This is CHA’s summary of the following resource.
Report: Improving Community Health through Hospital Community Benefit Spending: Charting a Path to Reform
Milken Institute School of Public Health, The George Washington University
This report covers the issue in three sections – opening with definitions, moving into the hospital’s role in community health and concluding with policy recommendations for the IRS.
The origin and evolution of community benefit, which began for tax-exempt hospitals in 1956 and was initially just defined by providing charity care. In 1969 the IRS replaced the charity care test with a “community benefit” standard, recognizing a broader range of activities that qualified hospitals for tax-exempt status. In 2009 a new reporting system was instituted, the Schedule H, which accompanies Form 990, filed annually by tax-exempt hospital organizations.

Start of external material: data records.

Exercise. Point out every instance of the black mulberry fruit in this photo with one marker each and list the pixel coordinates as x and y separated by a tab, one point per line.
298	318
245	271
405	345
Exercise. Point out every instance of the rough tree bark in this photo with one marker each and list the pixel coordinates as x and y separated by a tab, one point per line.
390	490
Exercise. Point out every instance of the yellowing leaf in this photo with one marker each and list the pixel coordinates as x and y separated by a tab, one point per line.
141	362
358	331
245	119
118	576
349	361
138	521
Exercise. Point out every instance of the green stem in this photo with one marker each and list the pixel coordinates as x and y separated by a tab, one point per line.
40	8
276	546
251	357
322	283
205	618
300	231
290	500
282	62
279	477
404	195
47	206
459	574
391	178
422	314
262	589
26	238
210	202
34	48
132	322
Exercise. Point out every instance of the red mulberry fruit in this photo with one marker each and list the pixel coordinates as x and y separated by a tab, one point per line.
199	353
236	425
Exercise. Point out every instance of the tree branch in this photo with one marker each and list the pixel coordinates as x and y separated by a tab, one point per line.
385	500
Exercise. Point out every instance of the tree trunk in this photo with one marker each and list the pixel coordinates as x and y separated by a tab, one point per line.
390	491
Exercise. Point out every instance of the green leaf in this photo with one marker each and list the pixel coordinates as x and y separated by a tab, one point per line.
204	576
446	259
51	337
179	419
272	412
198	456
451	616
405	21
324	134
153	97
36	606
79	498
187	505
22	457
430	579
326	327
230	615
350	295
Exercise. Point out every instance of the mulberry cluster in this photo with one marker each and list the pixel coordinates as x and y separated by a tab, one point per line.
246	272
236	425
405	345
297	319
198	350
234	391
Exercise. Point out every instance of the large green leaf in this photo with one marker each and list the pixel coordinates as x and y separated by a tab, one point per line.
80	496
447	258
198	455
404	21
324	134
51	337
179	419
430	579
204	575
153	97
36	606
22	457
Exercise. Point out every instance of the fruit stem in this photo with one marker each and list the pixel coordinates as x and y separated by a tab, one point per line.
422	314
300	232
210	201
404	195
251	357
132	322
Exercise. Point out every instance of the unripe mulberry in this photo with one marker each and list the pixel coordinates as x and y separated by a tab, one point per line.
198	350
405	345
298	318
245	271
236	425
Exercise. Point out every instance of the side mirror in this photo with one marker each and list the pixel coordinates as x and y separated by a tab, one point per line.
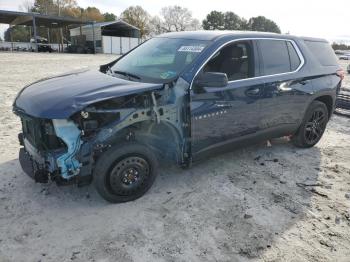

Community Benefit includes:
- Financial assistance to patients
- Shortfalls attributable to Medicaid and other means tested government programs
- Subsidized health services available to the entire community
- Health professions education and training
- Community health improvement services, further defined as services “carried out for the express purpose of improving community health” and not services that generate revenue for the institution
Community Building, which falls under Part II of the Schedule H, includes:
- Activities that “promote” the health and wellbeing of communities as a whole
- Physical improvements and housing
- Economic development
- Community supports
- Environmental improvements
The IRS does permit hospitals to report Part II community building activities under Part I community benefits related to community health improvement, but has not given clear guidance on when this is a permissible option.
How the IRS defines community benefit (page 8-15)
Detailed information is provided including examples of the 990 Schedule H form and definitions for key terms:
- Financial assistance at cost
- Medicaid and other means-tested government programs
- “Other” community benefits
- Community health improvement services and community benefit operations
- Health professionals education
- Subsidized health services
- Cash and in-kind contributions for community benefit
The Growing Role of Hospitals as Community Health Actors (page 16-19)
This section covers the shift in health care from fee-for-service to a more prevention based model, discussing how social determinants of health and a drive to keep people healthier and prevent them from needing health care services. Examples are provided from Trinity Health Initiative, the state of Massachusetts and Dignity Health of non-traditional investments in the community for health care entities.
The section continues with date from a random nationwide sampling of 300 CHNAs and found the top challenges identified were:
- Access to health care
- Food environment
- Physical activity
The top health conditions identified were:
- Mental health conditions
- Substance abuse
- Chronic disease
Policy opportunities: strengthening hospitals’ role in improving community health (page 20-26)
This section looks at how the IRS could take action to better align community benefit policy with a larger vision of community-wide health improvement and outlines three specific opportunities:
1. Broaden the definition of community health improvement
“The IRS could eliminate the distinction between community benefit and community building by moving Part II community building activities clearly into Part I community benefit, thereby broadening the definition of community health improvement to clearly encompass activities described in Part II, which improve the health of communities as a whole”
2. Bring greater transparency to community benefit reporting.
“The IRS could consider revising the definition of community benefit contained in Part I of Schedule H to add a specific new category of community benefit spending that is linked to hospital CHNA activities including their implementation strategies”
The report goes on to suggest that hospitals report on the percentage of their community benefit spending allocated to community health improvement activities that have been identified on the CHNA.
3. Establish community-wide health improvement guidance, along with goals and metrics for reallocating community benefit spending toward a broader set of community health improvement activities.
“The IRS could consider partnering with federal agencies that specialize in programs and activities that help promote community health in order to develop broad guidance for hospitals regarding community building efforts that promote community-wide health.”